Jordan Stump at Words Without Borders
Our world lit colleagues over at Words Without Borders have published a fantastic interview with translator Jordan Stump, discussing the astonishing things he does with the English language. The focus of this interview is all the acrobatics required to bring Marie NDiaye’s French into English for our own book All My Friends.
And a head’s-up for Stump/NDiaye fans: we will be publishing Jordan’s translation of NDiaye’s completely demented memoir, Self-Portrait in Green, this fall. If you have enjoyed NDiaye in the past, I think it’s safe to say that this book will blow you away. It will be available this fall—keep an eye out, or you can just subscribe to our 2014 offerings right now and watch it float into your awaiting hands, weeks before it reaches store shelves.
But anyway, back to the interview. Here’s a snippet:
KS: Do you find that there are times when the French is unclear, so the English necessarily has to be unclear to preserve some of that oddity or strangeness?
JS: That’s right. The translator’s tendency is always to try to show, “Look, I understand what this means!” and to clarify things. I think that’s a mistake. Confusion, especially with NDiaye, is an important part of the experience of reading. It would be a shame to lose that.
KS: Was NDiaye involved in the translation process?
JS: I always try to get the authors involved because I like talking to them. Particularly with her, I was very eager to get in touch with her. So as I always do, I wrote her some questions about a few things I had uncertainties about. She was helpful—always helpful and interested.
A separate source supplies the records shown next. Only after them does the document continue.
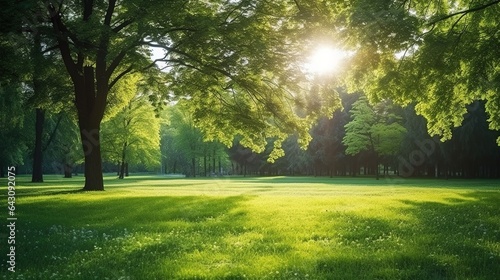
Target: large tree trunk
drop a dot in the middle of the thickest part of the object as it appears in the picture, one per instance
(92, 152)
(90, 112)
(121, 175)
(37, 175)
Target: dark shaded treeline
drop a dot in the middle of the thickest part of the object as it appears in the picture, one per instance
(471, 153)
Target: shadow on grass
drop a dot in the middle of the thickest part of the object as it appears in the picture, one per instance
(458, 239)
(137, 237)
Often writers can’t answer my questions because I’m asking questions having to do with things they themselves prefer to leave ambiguous.
KS: You’ve translated a wide range of authors—some very well-known authors like Balzac and Verne as well as some largely unknown authors, at least to English-speaking audiences—so is there a difference for you in the way you approach a very well-known text versus a largely unknown text?
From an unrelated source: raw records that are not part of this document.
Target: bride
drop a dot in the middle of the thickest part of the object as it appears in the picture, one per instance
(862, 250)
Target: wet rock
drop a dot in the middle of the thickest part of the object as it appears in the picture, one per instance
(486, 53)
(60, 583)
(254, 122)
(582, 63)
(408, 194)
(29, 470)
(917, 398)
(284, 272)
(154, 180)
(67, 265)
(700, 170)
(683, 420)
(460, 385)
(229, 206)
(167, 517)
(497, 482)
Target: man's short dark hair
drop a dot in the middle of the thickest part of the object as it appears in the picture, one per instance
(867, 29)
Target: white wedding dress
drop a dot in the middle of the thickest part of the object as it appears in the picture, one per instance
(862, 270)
JS: Actually, I don’t think there is. I think it’s possible to simply look at the work and not think about the way the author is seen. Balzac in particular is so dense and so variable that I think it’s entirely safe to say that Americans know him far less well than they imagine. If I choose a text it’s because there is something I would like to show people that I don’t think they’ve seen. Whether it’s by a very famous writer like Verne—whose Mysterious Island was egregiously badly translated before, so people really hadn’t seen it—or by somebody they would never have heard of, in any case there’s something that they haven’t seen that I want to show them and it doesn’t really matter who wrote it.